How to be a great host
- Respond to booking requests and queries quickly. Once booked, send your guest information on the check-in procedure and any important information e.g. directions and parking
- Put a welcome pack in the room with information such as WiFi, how to use appliances, recommendations for local activities and restaurants.
- Give a warm welcome – you are your guests’ first impression of your home. Give a tour of the areas they can use, explain safety procedures and the check-out procedure
- Ask your guests if there’s any information they need to help them enjoy their stay
- Following the welcome tour I offer guests a tea or coffee and invite them to use the lounge if they wish. Some join me, some don’t, I’m happy so long as they are happy
- Go the extra mile – as well as toiletries, tea and coffee I sometimes offer guests something extra that’s relevant to them. In the past I have printed information on a local event they were attending, and offered an airport pick-up (for a modest fee) which would otherwise have been problematic for them
Personal safety and property security
I am often asked – by friends and guests – if I ever feel unsafe having strangers in my home. The answer is no, I never have.

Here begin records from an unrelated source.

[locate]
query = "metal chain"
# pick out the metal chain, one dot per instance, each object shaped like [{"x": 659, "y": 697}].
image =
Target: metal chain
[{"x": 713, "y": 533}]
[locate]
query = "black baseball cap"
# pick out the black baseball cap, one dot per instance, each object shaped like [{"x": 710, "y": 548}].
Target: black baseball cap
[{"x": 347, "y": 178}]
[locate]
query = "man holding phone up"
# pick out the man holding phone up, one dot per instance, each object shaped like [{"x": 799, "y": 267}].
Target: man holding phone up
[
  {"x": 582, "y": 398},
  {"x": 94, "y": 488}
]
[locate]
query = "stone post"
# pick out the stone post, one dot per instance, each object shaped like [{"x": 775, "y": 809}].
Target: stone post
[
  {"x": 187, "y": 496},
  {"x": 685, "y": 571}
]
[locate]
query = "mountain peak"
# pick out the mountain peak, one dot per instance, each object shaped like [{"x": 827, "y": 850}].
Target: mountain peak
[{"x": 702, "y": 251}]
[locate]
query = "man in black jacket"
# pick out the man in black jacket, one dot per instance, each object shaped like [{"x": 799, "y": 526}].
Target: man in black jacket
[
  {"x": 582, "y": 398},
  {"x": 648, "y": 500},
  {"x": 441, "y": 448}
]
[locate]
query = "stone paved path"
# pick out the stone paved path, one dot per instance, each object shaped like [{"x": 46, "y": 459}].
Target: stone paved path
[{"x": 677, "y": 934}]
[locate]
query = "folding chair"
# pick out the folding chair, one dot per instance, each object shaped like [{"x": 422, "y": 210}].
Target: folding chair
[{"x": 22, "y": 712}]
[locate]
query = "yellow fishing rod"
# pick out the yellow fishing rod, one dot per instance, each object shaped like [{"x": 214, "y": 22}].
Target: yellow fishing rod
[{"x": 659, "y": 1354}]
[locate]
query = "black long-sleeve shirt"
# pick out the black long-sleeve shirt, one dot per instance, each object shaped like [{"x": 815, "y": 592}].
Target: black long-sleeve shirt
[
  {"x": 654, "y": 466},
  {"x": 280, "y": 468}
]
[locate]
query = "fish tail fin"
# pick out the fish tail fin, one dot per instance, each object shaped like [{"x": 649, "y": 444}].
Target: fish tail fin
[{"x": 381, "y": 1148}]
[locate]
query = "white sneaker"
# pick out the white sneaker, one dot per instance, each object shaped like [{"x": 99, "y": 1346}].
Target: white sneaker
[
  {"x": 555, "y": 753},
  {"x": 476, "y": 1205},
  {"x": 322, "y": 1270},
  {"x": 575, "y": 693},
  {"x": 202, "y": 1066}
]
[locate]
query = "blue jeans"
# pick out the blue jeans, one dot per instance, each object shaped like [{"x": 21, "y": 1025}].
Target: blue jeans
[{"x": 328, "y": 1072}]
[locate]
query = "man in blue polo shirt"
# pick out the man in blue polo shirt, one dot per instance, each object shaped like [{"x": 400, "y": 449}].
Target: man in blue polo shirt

I doubt anyone wanting to rob or attack me would pay to access my home, via a portal that has their name, address and government ID. However, I do have precautionary measures in place.
I have ‘instant book’ in place which allows guests to book the room immediately, but only if they meet my criteria – no children, maximum 2 guests and Government ID verification.
I check everyone in personally, if a guest doesn’t ‘seem right’ I can ask them to leav, although this has never happened. My guests have been lovely and I’ve really enjoyed meeting the diverse range of people who have stayed with me, some of them have even become friends.
As a precaution against snooping I lock away confidential documents.
For more information read Airbnb’s approach to building trust between guests and hosts.
So you want to host? Here’s where to start
- Look at other listings in your local area, similar to yours for room size, facilities and price. Use this as a guide to making your room ‘guest ready’, and setting a competitive price
- Decide on your rules such as whether you allow children or pets, the check-in and check-out times you can offer, and use of communal areas. Airbnb talks you through the set up process and your settings can be edited in future as you learn and adapt
- Create a comfortable guest room – the investment in a good mattress, bed sheets and towels pays for itself in the long run. My guest room has a wardrobe, drawers, bedside table, bedside light and mirror. There are also a few books, though I was careful to leave out inappropriate titles such as ‘Room’ and ‘Evicted’!
- Stay connected. Airbnb send notifications of new bookings or queries via email, text and/or through the app so you can respond immediately, wherever you are.
Learn as you go, tweak your listing as you learn what works for you, and have fun with it!